It’s the lovely time of the year when top level football (and by football I mean soccer) players from around the world gather on the best football field of the world to decide who gets 25kg trophy of sterling silver that is the Premier League Trophy. Often called the greatest show on Earth, the English Premier League (EPL) has the largest audience in the world for a domestic sporting event.
But before I discuss this year’s season, it is important to understand the history and the social implications of the English Premier League football. The sport evolved from variations of the present day football. In the mid 1800’s, the variations were organized into an official sport starting with the Cambridge Rules. The Football Association was set up and the sport was organized into a nationwide sport. The sport evolved over the ages and became more widespread. It later spread worldwide and the international organization for football administration, FIFA, was set up to regulate the sport.
Despite relatively good performance of the English team in the seventies and eighties, it was a low point in English football. The stadia were badly maintained and the crowds were unruly. As a result, a lot of English clubs were banned from the European competition. The erstwhile Football First Division which was the top level of English football since 1888, was well behind the rival European leagues in attendance. In the early nineties, with the Hillsborough disaster (resulting in the death of 96 people), safety standards were revised and it was recommended that all the existing stadia make expensive upgrades.

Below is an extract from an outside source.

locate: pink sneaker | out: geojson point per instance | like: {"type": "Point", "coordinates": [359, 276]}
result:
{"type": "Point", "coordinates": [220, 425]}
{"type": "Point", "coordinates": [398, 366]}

Due to these changes, during the 1991 season there was talk of setting up a new league that would bring more money for development of football infrastructure. On the 27th of May, 1992, all the First Division teams resigned to form the new English Premier League.
As time passed, the Premier League became one of the most popularly watched sports. It provides stiff competition to other European leagues such as Bundesliga of Germany, the Dutch KNVB and the La Liga of Spain. It now attracts leading players from around the world. Some of the most famous players in international football play or have played in the English Premier League at some point. Notable examples include David Beckham, Thierry Henry, Didier Drogba, Cristiano Ronaldo, Fredrik Ljunberg, etc. Over the years, the game started being dominated by the just four teams. Since the 1994 win of the Blackburn Rovers; Manchester United, Arsenal, Chelsea and Liverpool have dominated the top four spots and therefore were the only ones who qualified for the UEFA league (the All-European League).
This season looks to be more gripping than ever. With Liverpool behind in rank 17, a lot looks different this time. Chelsea (four times EPL winners) is in the top spot followed closely by Arsenal (one of the most successful clubs in English football which holds the record for the longest uninterrupted period as champions in the English Premier League), Manchester United (18 time EPL champions and one of the historic rivals to Arsenal) and Manchester City (only a recent addition to top flight status). It looks like the EPL is out of the grips of the normal “Big Four” of Arsenal, Chelsea, Liverpool and ManU (what Manchester United is sometimes called). With the last year winner (Newcastle) now in rank 9, this season looks to be very exciting. With an unexpected top-flight line-up, this is going be unexpected either way.